Just two years ago, Burkina Faso had 50,000 internally displaced due to jihadist violence and intercommunal fighting. Currently, more than a million people have fled their homes, a very difficult burden to manage for one of the poorest countries in the world. Some six and a half million Burkinabe are called to the polls this Sunday to elect a new president and Parliament, but it is estimated that one in three citizens will not be able to exercise their right to vote.
“Burkina Faso is in the heart of the Sahel, where the fastest and most catastrophic crisis in the world is experiencing today,” says Ornella Moderan, head of this region for the Institute for Security Studies (ISS). So serious is the situation that the World Food Program assures that the country is already the fourth step out of five on its unstoppable path to famine, with 3.3 million people in food insecurity. Behind all this is violence. As of November 14, 2,254 people had been killed in attacks, intercommunity massacres, clashes between armed groups and the Army or extrajudicial executions, already exceeding 2,219 for the whole of last year according to the Armed Conflict Location & Event Data Project (ACLED) .
This descent into hell began in 2015 and was born as a contagion of the deterioration of the situation in neighboring Mali. “Burkina Faso was extremely poorly prepared, there was a late reaction to the first attacks. When they came out of their torpor in the capital, the catastrophe was already taking place ”, adds Moderan. At first they were incursions by jihadist groups from Mali and linked to Al Qaeda, but soon local groups such as Ansarul Islam emerged, joined with particular intensity by the Islamic State of the Greater Sahara (EIGS). While the Army was giving ground, the terrorists exploited the poverty and the feeling of abandonment of the population to gain followers and weave complicities.

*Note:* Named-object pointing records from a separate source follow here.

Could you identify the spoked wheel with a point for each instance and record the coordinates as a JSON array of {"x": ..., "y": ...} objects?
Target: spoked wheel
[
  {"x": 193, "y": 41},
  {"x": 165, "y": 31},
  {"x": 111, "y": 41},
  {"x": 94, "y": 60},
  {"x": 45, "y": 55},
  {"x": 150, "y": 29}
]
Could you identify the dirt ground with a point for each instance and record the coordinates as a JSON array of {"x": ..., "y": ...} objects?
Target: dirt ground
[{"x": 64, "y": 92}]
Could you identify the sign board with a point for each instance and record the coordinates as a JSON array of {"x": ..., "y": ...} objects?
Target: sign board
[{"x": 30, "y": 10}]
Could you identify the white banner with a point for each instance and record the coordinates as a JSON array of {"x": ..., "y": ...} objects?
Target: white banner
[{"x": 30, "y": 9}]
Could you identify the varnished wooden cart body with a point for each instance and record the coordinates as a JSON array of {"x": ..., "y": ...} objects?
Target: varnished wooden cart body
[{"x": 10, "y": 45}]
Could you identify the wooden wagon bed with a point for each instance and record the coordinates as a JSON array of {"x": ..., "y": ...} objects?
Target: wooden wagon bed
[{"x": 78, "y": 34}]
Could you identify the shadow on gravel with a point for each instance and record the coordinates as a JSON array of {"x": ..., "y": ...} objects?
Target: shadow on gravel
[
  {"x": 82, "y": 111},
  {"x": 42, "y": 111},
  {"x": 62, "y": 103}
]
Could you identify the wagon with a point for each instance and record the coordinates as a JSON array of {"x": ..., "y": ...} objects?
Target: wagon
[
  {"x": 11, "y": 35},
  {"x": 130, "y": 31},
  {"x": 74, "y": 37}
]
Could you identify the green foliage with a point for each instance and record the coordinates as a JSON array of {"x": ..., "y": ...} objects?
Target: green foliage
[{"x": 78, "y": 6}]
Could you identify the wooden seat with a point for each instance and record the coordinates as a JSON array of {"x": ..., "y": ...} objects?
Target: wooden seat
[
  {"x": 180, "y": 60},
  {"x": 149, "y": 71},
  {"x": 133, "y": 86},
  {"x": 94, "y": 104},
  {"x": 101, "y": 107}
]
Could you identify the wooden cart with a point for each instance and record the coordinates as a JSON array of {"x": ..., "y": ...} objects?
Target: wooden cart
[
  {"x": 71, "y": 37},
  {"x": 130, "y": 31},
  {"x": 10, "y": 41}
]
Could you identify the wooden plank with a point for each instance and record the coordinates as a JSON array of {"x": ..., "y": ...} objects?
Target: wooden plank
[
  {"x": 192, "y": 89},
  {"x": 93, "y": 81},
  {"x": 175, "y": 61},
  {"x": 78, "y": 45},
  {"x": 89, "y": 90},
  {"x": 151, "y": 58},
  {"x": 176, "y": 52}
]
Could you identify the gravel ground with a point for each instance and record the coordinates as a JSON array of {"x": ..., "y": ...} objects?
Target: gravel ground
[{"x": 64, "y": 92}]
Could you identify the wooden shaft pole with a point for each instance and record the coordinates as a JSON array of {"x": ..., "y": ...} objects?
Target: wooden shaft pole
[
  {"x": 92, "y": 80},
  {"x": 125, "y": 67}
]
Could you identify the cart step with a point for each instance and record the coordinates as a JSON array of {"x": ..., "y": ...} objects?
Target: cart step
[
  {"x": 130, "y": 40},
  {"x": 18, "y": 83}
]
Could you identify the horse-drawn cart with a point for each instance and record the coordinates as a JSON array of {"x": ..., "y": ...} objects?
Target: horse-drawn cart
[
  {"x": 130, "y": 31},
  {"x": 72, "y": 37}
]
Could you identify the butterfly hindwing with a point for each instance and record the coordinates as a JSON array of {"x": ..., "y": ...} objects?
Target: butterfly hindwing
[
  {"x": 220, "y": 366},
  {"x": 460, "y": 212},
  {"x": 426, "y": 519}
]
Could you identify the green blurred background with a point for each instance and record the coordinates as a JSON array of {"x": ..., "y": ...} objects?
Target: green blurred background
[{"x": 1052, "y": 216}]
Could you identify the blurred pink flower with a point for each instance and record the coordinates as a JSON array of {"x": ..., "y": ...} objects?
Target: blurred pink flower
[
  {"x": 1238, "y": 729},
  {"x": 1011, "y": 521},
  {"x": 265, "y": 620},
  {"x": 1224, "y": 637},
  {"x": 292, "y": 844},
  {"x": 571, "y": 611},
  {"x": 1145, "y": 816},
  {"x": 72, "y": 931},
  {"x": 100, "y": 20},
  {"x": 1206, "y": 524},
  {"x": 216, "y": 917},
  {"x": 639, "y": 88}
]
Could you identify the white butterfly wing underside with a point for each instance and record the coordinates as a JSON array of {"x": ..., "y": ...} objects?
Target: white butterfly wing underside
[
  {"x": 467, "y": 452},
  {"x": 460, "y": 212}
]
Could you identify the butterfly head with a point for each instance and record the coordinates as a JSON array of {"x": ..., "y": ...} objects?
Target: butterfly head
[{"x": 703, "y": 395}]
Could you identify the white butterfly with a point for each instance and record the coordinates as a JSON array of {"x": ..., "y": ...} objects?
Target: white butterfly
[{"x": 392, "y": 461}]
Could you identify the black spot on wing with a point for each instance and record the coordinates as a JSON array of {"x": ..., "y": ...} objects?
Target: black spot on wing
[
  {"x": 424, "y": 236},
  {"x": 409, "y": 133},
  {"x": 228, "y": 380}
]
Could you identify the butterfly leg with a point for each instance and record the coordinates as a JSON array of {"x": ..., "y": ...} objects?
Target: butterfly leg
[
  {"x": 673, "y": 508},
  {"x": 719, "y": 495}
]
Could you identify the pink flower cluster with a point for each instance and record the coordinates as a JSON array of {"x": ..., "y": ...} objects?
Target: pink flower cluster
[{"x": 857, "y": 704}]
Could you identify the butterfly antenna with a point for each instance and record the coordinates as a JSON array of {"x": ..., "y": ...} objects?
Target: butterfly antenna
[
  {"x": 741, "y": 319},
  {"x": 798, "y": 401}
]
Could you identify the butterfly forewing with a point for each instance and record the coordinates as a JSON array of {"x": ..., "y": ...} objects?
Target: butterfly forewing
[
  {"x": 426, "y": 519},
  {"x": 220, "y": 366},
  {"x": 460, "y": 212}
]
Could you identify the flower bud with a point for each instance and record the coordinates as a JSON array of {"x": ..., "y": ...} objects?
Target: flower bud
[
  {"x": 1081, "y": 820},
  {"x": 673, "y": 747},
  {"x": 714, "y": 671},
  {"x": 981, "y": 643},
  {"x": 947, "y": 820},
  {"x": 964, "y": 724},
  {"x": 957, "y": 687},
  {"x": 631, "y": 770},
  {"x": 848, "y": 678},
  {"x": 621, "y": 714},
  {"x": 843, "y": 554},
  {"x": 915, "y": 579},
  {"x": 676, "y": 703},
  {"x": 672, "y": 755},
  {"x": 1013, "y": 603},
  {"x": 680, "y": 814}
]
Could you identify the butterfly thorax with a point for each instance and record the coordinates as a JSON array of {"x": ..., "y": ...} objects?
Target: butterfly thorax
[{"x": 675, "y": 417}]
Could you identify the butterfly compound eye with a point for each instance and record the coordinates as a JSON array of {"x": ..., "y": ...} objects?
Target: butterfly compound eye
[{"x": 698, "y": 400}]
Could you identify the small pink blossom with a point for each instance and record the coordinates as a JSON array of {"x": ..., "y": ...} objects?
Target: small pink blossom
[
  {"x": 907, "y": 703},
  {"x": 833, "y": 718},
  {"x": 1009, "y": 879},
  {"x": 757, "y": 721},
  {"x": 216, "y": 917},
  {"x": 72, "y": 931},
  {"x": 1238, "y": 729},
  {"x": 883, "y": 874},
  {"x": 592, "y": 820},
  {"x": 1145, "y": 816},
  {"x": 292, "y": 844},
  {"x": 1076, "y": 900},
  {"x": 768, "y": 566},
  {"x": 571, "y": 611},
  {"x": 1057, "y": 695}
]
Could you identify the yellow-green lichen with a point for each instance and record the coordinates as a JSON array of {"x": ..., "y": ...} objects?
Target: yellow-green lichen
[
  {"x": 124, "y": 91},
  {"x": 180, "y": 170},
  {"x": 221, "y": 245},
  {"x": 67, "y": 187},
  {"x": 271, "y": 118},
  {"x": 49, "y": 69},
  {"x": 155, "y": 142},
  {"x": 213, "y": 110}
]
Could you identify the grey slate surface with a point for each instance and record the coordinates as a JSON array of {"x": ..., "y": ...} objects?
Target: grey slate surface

The region most affected is the Sahel, but the incidents have also spread to North, North-Central, East, Boucle du Mouhoun and, to a lesser extent, to the rest of the country. The cycle of violence had been unleashed. “The population is fleeing from armed groups, but also from the security forces that should protect them,” said Xavier Creach, head of the United Nations Refugee Agency (UNHCR), who denounced that dozens of thousands of civilians were finding themselves between a rock and a hard place. “They are forced not to be neutral,” he added.
With a million people who have been forced to leave their homes with practically what they are wearing, 5% of the country’s population, and with a fifth of the territory outside state control, holding elections seems like a chimera. However, all the parties in the parliamentary arch accepted that not holding them was even worse. “If there are no elections, a crisis of legitimacy of the institutions could be added to the security and humanitarian crisis, but it is evident that the doubt about inclusiveness is going to hang over this electoral appointment,” adds the ISS expert.
Roch Marc Christian Kaboré, president since 2015, is the main favorite in these elections. In front of him, 12 candidates of which two have a party apparatus behind and, therefore, aspirations to reach the presidential palace if any of them manages to force a second round. They are the historical opposition leader Zephirin Diabré and the candidate of the party of former president Blaise Compaoré, overthrown in 2014 by a popular uprising, Eddie Komboïgo. Opposition groups have already agreed to support anyone who manages to force a second round, but the dispersion of their forces indicates that they will not have it easy.
On November 11, in the middle of the electoral campaign, 14 soldiers were killed in an ambush in Tin-Akoff, a bloody reminder that the country is immersed in an all-out war. President Kaboré has allocated a quarter of the national budget to fight insecurity and his country is part of the G5 of the Sahel, an army made up of five countries that intends to confront the terrorist threat. It has also set up, with the unanimous support of Parliament, the groups of Volunteers for the Defense of the Fatherland (VDP), civilians involved in the fight against terrorism. However, the military response has not produced the expected results. This issue has been the axis of the campaign of all the candidates, most of whom have even proposed opening a dialogue with the jihadists. Kaboré is strongly opposed to this.